Does a will need to be notarized?

If the will is signed in the presence of a notary who notarizes the document, then the document is considered self-proving and can be accepted by the probate court without further evidence being required. If the will is not notarized, the probate court may demand other evidence to prove the will, such as calling in the witnesses who signed the will to testify to the will’s authenticity. Even a notarized will can still be challenged or contested on various grounds, such as that the will was executed under duress or coercion, or as a result of fraud, or that there is another will in existence that should be accepted over the will submitted to probate.

Should I have a will or a trust?

Many people prefer to dispose of their property through the use of one or more types of trusts, such as a revocable living trust. A trust offers many advantages that a will cannot provide. For instance, a trust does not have to be admitted into probate; a trust is private, whereas the contents of a will are a matter of public record; and a trust is more difficult to challenge or contest than a will. Still, it is important to have a will in addition to any trusts one might have, in order to name an administrator for the estate, appoint a guardian for any children, and insure that any property of the estate not included in the trusts are accounted for and distributed in accordance with the testator’s wishes.

Can I avoid probate?

There are many ways to transfer property outside of probate, such as through the use of trusts, jointly titled property, and other documents with named beneficiaries or transfer-on-death or payable-on-death designations. The use of these vehicles can minimize the time and expense of probate and smooth the estate administration process. However, unless all property is disposed of through these devices, some probate proceedings may still be required. Also, in the case of certain small estates, Kentucky allows for a simplified procedure to administer the estate. Avoiding probate has certain advantages, but it takes careful planning to avoid probate altogether while also ensuring that all of the testator’s desires are met.
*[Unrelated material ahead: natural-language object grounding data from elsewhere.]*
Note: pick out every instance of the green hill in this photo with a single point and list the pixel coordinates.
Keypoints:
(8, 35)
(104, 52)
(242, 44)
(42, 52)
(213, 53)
What if I just need a change to my estate plan?

Bring any prior estate planning documents that you have signed to your consultation. Our estate planning lawyers will consult with you to determine what you want to accomplish with your estate plan and will review your current documents to determine whether any changes are necessary. No unnecessary drafting will be done.

Whom should I name as my executor, POA, trustee, guardian and health care surrogate?

Typically, people name family members as:

  • Executor to manage their estate
  • Power of attorney to handle their financial and/or medical decisions before death
  • Trustee to manage funds held for their children, family members, or other beneficiaries after death
  • Guardian to care for their children after death
  • Health care surrogates to make life or death medical decisions

For any of these positions that deal with money, we recommend that you appoint someone with strong moral judgment and financial skill. If you do not have a family member to manage these tasks for you, consider close friends, business associates, bankers, lawyers, or other persons with whom you have a good relationship. It is also helpful to name one or two alternates for each position in case your first choice is unable to serve for some reason. Naming alternates gives a longer life to your documents and prevents the court from having to choose someone for you.

For all of these positions, it is important to have a discussion with your appointee as to how you want them to manage things for you, especially regarding healthcare and child-rearing decisions.